Once these braces had been inserted, all of the problems went away.

What lessons could be taken away from this?

  1. The bug itself eluded review because of misleading indentation. GCC 6 provides a "misleading indentation" warning which would have immediately flagged up this warning if it had been enabled. We do not use GCC 6 for LiveCode builds; even if we did, we wouldn't be able to enable the "misleading indentation" warning to good effect because the LiveCode C++ sources don't currently use a consistent indentation style. This problem could maybe be avoided if LiveCode builds enforced a specific indentation style (in which case the bug would have been obvious in review), or if we regularly did builds with GCC 6 and -Werror=misleading-indentation.
  2. The effect of the bug was an API contract violation, where the relationship between the return value and the value of an out parameter wasn't satisfied. The problem could have been avoided if the API contract was expressed in a way that the compiler could check. C++17 adds std::optional, which combines the idea of "is there a value or not" with returning the value itself. If the function took the form std::optional maybeFetch() then it would have been impossible for it to claim to return a value without actually returning one.
  3. Finally, the problem was obfuscated by failing to initialise stack variables. Although, if maybeFetch() was working correctly, the pointer on the stack would get initialised before use, in this case, it didn't. Diagnosing the problem may have been much easier if we routinely initialised stack variables to suitable uninformative values at the point of declaration, even if we think they _should_ get initialised via a function's out parameter before use.

This was a very easy mistake to make, and an easy issue to miss in a code review, but it was very costly to clean up. I hope that we'll be able to make some changes to our development processes and our coding style to try and avoid things like this happening in the future.

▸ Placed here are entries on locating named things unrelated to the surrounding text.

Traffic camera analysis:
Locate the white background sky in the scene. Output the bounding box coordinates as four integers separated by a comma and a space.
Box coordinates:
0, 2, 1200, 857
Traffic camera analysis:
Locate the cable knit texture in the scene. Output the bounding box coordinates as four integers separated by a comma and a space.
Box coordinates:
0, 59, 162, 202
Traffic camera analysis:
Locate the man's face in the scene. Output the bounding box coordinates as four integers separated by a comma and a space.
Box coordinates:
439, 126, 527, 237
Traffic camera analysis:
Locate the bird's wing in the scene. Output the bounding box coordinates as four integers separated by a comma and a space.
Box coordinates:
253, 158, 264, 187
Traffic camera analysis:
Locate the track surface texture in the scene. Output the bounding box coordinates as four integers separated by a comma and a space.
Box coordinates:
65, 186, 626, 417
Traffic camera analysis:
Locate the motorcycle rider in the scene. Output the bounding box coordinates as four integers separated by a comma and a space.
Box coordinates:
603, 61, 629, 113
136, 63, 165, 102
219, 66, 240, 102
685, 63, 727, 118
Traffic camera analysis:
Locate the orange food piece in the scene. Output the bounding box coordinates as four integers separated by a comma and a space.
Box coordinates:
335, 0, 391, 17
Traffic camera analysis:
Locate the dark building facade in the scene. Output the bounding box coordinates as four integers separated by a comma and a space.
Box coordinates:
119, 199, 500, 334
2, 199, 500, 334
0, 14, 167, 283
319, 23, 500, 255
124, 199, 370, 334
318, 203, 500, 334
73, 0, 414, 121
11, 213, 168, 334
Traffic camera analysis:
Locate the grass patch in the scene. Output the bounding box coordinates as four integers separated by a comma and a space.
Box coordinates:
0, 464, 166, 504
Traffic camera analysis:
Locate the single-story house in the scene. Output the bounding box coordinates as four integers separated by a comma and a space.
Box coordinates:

Update: My colleague points out another contributing factor to making the error hard to spot: the condition(t_loop_var) was a composite condition spread across multiple lines, i.e.

if (conditionA(t_loop_var) ||
    (conditionB(t_loop_var) &&
     conditionC(t_loop_var)))

    *r_value = t_loop_var;
    return true;

This code layout maybe makes it slightly less obvious where the body of the if lies.